A week ago I spent three days with about 35 United Methodist Ministers, including retired Bishop Joe Pennel (now Professor of the Practice of Leadership at Vanderbilt Divinity School), at the Ministry Summit 2009 at Lake Junaluska Conference and Retreat Center outside Asheville, NC.  Despite the fact that it took me 36 hours to get home to Washington, DC (do not ask me what I think about changing planes in Atlanta!), I came away with renewed confidence and enthusiasm about mainline Protestants can accomplish when we put our minds to it!

Our time together was spent examining a simple question:   How does our religious faith impact the leadership roles each of us — and our neighbors, congregation members, and family members — play in our everyday lives?

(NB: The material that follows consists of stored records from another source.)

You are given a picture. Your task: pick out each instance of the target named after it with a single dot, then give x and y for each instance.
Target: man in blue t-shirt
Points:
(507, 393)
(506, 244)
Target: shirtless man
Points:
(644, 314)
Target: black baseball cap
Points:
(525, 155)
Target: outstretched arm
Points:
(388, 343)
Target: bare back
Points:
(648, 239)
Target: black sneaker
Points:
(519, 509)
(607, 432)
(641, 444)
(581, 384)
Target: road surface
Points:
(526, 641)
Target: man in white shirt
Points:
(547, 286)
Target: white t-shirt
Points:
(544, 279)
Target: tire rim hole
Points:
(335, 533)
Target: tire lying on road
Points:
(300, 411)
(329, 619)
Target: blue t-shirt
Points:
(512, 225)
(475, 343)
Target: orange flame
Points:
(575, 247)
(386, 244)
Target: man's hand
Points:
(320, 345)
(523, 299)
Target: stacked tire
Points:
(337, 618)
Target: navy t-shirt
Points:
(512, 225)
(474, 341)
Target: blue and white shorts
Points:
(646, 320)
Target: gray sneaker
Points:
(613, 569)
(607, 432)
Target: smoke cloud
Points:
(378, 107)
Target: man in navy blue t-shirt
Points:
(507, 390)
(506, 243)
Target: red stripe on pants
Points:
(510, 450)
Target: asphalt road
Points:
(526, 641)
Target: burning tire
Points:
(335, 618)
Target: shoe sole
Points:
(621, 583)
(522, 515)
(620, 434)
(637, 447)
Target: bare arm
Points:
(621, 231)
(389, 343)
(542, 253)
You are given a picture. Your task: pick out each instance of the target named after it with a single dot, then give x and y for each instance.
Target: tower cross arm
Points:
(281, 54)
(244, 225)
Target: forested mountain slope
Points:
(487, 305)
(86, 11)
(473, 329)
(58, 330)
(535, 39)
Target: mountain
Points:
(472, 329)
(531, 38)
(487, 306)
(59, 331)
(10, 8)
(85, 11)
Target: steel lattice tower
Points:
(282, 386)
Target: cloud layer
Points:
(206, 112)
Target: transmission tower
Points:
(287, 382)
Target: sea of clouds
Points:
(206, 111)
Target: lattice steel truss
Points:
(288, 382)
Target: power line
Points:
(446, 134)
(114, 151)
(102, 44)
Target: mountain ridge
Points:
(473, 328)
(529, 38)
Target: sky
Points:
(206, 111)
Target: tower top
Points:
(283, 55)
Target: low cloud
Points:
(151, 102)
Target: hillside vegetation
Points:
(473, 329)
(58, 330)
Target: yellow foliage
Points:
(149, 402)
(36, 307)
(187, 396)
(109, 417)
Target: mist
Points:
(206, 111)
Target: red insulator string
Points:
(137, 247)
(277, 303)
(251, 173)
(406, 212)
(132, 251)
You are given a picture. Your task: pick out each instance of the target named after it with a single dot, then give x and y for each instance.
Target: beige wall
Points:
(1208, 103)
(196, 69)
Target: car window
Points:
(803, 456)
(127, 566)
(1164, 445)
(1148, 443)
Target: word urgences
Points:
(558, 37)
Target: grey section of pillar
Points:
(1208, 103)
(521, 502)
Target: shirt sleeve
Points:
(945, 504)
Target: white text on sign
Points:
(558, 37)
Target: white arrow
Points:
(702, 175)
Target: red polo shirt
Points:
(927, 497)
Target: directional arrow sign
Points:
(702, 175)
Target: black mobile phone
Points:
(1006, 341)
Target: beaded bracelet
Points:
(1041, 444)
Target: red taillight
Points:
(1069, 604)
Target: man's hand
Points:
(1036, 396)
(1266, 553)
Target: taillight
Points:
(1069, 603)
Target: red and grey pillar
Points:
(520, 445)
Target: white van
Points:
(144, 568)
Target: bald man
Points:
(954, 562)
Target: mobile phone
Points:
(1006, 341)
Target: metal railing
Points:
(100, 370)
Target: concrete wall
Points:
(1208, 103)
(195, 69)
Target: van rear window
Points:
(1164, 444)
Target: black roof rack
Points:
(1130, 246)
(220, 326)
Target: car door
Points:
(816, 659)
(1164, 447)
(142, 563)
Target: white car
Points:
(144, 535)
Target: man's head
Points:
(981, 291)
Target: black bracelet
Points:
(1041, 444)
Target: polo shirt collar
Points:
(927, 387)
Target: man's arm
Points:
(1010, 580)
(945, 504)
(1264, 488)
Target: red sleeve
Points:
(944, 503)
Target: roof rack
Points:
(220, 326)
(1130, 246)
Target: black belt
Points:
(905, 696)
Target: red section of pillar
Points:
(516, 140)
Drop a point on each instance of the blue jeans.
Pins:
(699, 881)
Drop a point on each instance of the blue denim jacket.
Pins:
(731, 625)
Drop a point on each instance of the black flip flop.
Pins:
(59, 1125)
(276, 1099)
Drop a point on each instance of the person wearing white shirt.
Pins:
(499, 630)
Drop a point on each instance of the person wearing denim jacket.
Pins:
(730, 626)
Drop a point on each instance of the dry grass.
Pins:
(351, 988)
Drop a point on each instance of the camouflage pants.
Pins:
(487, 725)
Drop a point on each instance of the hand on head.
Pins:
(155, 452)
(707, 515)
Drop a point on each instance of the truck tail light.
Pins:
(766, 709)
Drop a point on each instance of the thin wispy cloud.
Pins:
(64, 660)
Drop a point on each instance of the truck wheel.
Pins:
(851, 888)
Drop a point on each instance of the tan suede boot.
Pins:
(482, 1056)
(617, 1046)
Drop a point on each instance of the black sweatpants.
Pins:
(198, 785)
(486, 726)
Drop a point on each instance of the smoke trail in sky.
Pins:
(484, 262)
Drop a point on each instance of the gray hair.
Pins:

This is what we meant by “faith and everyday leadership.”

We talked about the stories that we tell about who we are, what we do, the dreams we have.  We listened to each other describe the ways our most central stories of identity and vocation can open up new opportunities for leadership, or close them off.

For example, telling or believing  stories of a God who metaphorically sits up in heaven waiting for us to make a mistake, or who loves us but with so many conditions that it makes the fine print in a credit card statement look simple, can make us cautious and risk-averse leaders.   When we take seriously that God is the sort who has Bathsheba’s in his lineage, or who goes out looking for lost sheep, or is like a gutsy father who welcomes home a child who has just returned from squandering everything, including their dignity, then it makes a difference to imagine that we are to lead like that, emulating a God who longs for our wholeness, and is willing to do whatever it takes to help us get there.

In the Christian tradition, Jesus was, foremost, a teller of stories, of parables.  And with those stories, Jesus raised up leaders from the midst of ordinary, everyday life, who became the foundation of the church, as had been the case with everyday leaders for generations before them starting with Abraham and Sarah.  These were leaders who were above all adaptive to the realities of the changing world around them, and who in discerning God’s calling to them emerged to take up the mantle of leadership for the next, and the next, generation.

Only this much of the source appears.